All remaining questions aside, CIITA is truly a remarkable protein. Controlled by up to four separate promoters, CIITA has been imparted a complex pattern of inducible and constitutive expression that can be regulated in developmental pathways. Through exercising specific control over the transcription of every major component of class II MHC antigen presentation pathway, CIITA gains the title of a master regulator. As CIITA appears to be class II MHC specific, it can be thought of as the core transcription factor of which all the remaining components are but cofactors. This is central to the concept of CIITA as a scaffolding protein or integrator and perhaps alters our view of transcriptional control away from promoters and individual factors towards a more unified enhanceosome perspective.

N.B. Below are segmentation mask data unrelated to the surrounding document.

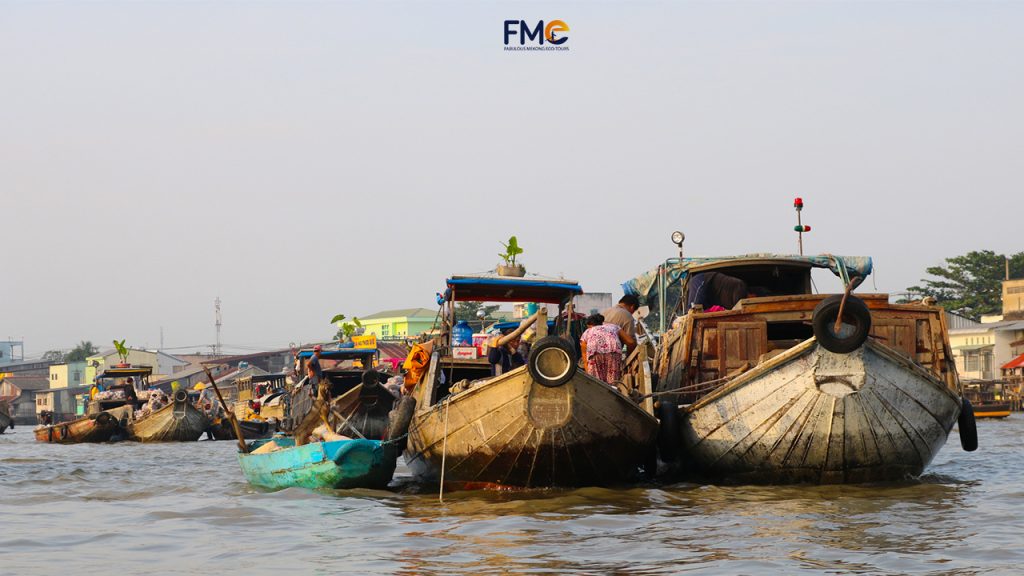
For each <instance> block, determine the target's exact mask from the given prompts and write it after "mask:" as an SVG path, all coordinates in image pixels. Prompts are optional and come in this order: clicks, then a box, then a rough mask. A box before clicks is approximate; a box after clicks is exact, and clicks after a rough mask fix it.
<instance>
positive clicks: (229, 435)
mask: <svg viewBox="0 0 1024 576" xmlns="http://www.w3.org/2000/svg"><path fill="white" fill-rule="evenodd" d="M239 427H240V428H242V436H243V437H245V439H246V440H260V439H266V438H270V437H271V436H273V433H274V425H273V422H267V421H265V420H264V421H258V420H239ZM209 429H210V431H211V433H212V435H213V439H214V440H234V428H233V427H232V426H231V422H230V421H228V420H227V419H226V418H222V419H221V420H220V421H219V422H216V423H213V424H210V428H209Z"/></svg>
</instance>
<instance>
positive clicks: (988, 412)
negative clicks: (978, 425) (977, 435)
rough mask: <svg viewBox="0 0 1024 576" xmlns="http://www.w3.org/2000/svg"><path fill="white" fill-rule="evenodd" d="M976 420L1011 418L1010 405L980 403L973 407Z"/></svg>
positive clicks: (1004, 403)
mask: <svg viewBox="0 0 1024 576" xmlns="http://www.w3.org/2000/svg"><path fill="white" fill-rule="evenodd" d="M973 408H974V417H975V418H1007V417H1009V416H1010V404H1007V403H1005V402H999V403H985V404H982V403H979V404H975V405H974V406H973Z"/></svg>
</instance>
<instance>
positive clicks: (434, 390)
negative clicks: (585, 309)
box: [421, 275, 584, 405]
mask: <svg viewBox="0 0 1024 576" xmlns="http://www.w3.org/2000/svg"><path fill="white" fill-rule="evenodd" d="M582 293H583V288H581V286H580V284H579V283H577V282H574V281H571V280H564V279H554V278H544V277H536V276H534V277H529V278H514V277H503V276H497V275H478V276H453V277H452V278H450V279H447V281H446V288H445V290H444V294H443V295H442V296H441V297H440V298H439V300H440V303H441V315H440V316H441V329H440V332H439V335H438V337H437V338H435V341H436V342H438V343H439V344H440V346H439V347H437V346H435V347H434V352H436V353H438V362H439V364H438V366H437V370H435V371H434V372H435V373H436V374H437V377H436V381H435V382H433V386H432V387H431V388H430V389H431V393H430V398H429V399H427V400H428V403H427V405H433V404H435V403H436V402H438V401H439V400H441V399H442V398H444V397H445V396H447V395H449V394H450V392H451V388H452V384H454V383H456V382H460V381H462V380H468V381H473V380H478V379H481V378H489V377H492V376H493V372H492V366H490V364H489V363H488V362H487V358H486V357H485V356H483V355H480V354H479V352H478V349H477V348H476V347H475V346H458V345H453V342H454V340H453V337H454V328H455V326H456V324H457V320H456V316H455V315H456V304H457V303H458V302H466V301H470V302H480V303H504V302H532V303H538V304H556V305H558V316H557V317H556V318H554V319H551V320H548V318H547V308H546V307H545V306H543V305H542V306H541V307H540V310H539V313H538V315H539V320H538V322H536V323H535V329H536V330H537V338H538V339H539V338H542V337H544V336H546V335H548V334H549V333H552V334H558V335H562V336H566V337H568V338H569V339H570V340H571V341H572V342H574V343H575V345H577V346H579V341H580V334H582V333H583V328H584V327H583V321H582V316H581V315H578V314H575V313H574V311H573V307H572V303H573V298H574V297H575V296H577V295H578V294H582ZM541 319H543V320H541ZM519 324H520V323H519V322H515V323H505V327H506V328H507V329H511V328H515V327H517V326H519ZM577 352H578V353H579V349H578V351H577ZM422 401H423V400H422V399H421V402H422Z"/></svg>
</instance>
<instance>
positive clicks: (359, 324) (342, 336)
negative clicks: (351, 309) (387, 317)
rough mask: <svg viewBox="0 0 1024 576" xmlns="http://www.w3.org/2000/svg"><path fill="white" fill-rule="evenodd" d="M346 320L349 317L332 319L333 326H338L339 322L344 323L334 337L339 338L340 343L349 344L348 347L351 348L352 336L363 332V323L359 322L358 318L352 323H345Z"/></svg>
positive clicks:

The view of CIITA as a master regulator has implications for practical applications that are staggering. Successful engineering of dominant-negative CIITAs may lead to the production of transplant tissues unable to express class II MHC and the associated self peptides which contribute so significantly to graft rejection. A thorough understanding of CIITA's molecular mechanisms may lead to therapeutics which allow temporary enhancement or suppression of class II MHC, thus favorably altering the immune response during critical events in pathogenesis, autoimmune disease, tumorigenesis, and neuroinflammation.